Bailey's personal life was soon rocked by blows as devastating as Cotto's jabs. In July 2004, he filed for bankruptcy protection in federal court. (He withdrew the petition three months later.) In 2006, he was sued on domestic violence charges by a person named Vilson Ortiz. (A judge found no cause for the complaint, though records with further details are not available, and Bailey refuses to discuss the case.) In 2008, Elizabeth Gordon, whom he'd married in 2006, filed for divorce. Bailey also declines to discuss his failed marriage.
He didn't give up on his sport through the turmoil, but even Bailey couldn't have guessed how long it would be until he had another shot at a title. For eight years after the Cotto defeat, Bailey fought virtually anyone he could, in tiny venues across Florida — casinos, the Sheraton Hotel near Miami International Airport, even a seaside park in Key West.
"Randall has gone a lot of years on starvation wages," Stern says. "There was frustration, sure.
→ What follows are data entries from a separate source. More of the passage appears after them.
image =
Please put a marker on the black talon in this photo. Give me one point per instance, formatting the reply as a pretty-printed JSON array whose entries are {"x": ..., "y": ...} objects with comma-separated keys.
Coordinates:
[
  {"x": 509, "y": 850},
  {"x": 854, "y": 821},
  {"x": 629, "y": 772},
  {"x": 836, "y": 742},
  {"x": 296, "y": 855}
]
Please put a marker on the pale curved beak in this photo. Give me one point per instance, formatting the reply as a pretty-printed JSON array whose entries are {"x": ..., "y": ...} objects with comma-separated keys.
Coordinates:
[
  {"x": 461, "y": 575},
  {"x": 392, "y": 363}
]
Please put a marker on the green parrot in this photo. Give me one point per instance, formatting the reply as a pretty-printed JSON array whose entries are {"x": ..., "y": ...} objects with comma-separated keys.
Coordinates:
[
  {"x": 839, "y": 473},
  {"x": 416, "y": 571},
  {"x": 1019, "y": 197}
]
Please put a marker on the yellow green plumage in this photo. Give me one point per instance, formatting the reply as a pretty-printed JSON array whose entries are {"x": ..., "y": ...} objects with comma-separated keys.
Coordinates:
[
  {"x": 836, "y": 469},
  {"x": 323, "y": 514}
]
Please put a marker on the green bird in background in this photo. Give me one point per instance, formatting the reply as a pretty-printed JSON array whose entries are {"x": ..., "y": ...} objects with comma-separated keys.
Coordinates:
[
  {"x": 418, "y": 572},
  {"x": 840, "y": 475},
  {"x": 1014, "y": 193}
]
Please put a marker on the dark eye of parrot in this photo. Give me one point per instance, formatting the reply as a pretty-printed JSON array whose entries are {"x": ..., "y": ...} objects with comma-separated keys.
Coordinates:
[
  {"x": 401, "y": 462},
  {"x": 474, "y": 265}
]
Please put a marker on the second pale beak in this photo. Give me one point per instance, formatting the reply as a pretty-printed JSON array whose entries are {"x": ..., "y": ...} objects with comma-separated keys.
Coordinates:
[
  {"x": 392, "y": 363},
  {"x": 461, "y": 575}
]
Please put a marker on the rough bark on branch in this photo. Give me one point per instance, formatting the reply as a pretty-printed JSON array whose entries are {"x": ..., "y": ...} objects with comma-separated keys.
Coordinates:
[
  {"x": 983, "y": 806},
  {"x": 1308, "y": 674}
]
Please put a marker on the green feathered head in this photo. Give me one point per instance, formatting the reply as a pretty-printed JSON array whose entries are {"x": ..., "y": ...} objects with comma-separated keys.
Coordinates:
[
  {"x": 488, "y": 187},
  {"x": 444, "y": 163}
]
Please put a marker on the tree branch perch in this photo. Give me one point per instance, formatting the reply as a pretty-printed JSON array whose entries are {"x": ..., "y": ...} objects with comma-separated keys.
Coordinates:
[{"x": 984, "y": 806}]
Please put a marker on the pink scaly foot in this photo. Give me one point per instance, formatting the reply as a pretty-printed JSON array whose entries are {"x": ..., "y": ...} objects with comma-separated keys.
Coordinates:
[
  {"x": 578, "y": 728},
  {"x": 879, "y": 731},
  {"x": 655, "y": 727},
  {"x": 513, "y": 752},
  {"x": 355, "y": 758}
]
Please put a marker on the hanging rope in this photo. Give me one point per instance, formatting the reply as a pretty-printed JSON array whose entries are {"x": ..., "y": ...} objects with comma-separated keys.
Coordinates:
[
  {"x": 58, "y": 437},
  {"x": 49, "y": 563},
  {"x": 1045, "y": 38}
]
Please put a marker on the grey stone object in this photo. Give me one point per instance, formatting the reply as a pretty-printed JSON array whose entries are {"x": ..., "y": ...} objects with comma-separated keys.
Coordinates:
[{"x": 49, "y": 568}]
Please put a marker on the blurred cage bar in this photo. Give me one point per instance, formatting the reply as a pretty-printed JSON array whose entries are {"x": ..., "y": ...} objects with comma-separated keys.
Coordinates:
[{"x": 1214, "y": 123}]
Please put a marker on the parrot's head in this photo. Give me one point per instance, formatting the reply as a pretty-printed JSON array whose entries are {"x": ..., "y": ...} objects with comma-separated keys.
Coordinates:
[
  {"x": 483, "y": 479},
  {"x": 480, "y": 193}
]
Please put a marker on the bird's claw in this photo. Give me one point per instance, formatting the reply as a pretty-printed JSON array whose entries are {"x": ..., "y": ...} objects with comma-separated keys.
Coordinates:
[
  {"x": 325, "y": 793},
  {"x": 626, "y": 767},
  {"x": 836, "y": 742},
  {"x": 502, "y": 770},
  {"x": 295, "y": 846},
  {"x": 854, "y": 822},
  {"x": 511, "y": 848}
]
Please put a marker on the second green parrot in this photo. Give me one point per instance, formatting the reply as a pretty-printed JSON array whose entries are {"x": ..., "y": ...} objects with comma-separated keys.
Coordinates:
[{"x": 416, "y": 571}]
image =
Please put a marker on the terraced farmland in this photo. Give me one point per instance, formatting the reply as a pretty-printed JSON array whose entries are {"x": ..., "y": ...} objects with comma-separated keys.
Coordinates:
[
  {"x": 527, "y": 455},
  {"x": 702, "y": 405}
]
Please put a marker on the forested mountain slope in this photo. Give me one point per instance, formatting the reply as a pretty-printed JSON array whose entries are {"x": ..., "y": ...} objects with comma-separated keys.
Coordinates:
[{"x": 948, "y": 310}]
The man has to support himself and his family, and he [wasn't] getting the fights he needs to do it."
Adds Bailey: "Trying to re-establish myself, that was hard... I look at it as I was paying my dues to boxing."
The fights weren't big, but Bailey did win them, going 15-2 post-Cotto. His financial troubles didn't disappear, though, with the victories. This past April, his landlord sued him for unpaid rent on a house in Miami Gardens and won a judge's order to evict him. Both Bailey and his agent say it was actually his younger brother, not Randall, living there and failing to pay rent. The landlord did not return calls for comment.
Either way, Bailey was desperate for his big shot. He finally got it last month, when Philadelphia's Mike Jones agreed to fight him for the vacant IBF welterweight belt, on a stage that couldn't have been bigger: the MGM Grand Casino in Vegas as the undercard to the Pacquiao-Bradley fight.
On paper, it was a mismatch. Jones is eight years Bailey's junior and hadn't been defeated or even knocked down in 26 fights. Boxing experts and sports books counted Bailey as a heavy underdog, with Jones as the 5-to-1 favorite. The only man who believed Bailey could win was Bailey.
"I don't know what everybody was saying," Bailey says of Jones. "He makes a lot of mistakes."
For the first nine rounds, Jones didn't. The two men danced around each other for almost an hour, only occasionally landing punches. Despite his speed, Jones seemed content to let the judges decide his fate. Bailey, meanwhile, waited for an opportunity to unleash his right-handed weapon.
Finally, in the tenth round, Bailey saw an opening. He threw a lightning-fast jab into Jones's face, sending him sprawling. Jones picked himself up, but a few minutes later, in the 11th round, Bailey again landed that magical right, this time a vicious uppercut. "I hit his nose, and it felt like meat coming out," Bailey told ESPN after the fight.
Jones fell flat, arms outstretched, eyes unfocused. He rolled over, fumbling for the ropes, but the referee waved his hands in the air. The fight was over. Bailey danced around the ring, sobbing with joy.
"It's an extraordinary journey," Ecksel says. "One punch completely changed his destiny."
A month later, the prize hasn't totally changed Bailey's life. He rents a modest place in Lauderhill and spends most days whacking a bag at Biscayne Boxing in MiMo. The victory purse was $100,000, but a solid chunk went to pay his promoters, trainer, and manager. He still works on the side, conditioning NFL players such as Detroit's Stephen Tulloch.
"I ain't into all the fame," he says.
Bailey's real hope is that his knockout of Jones isn't a late-career pinnacle but an opening to a real renaissance for the brawler. He's already got a September 8 title-defense bout lined up versus Devon Alexander, a 25-year-old with a 23-1 record, and dreams of luring Mayweather, the eight-time world champ, into the ring once he's released from jail later this year.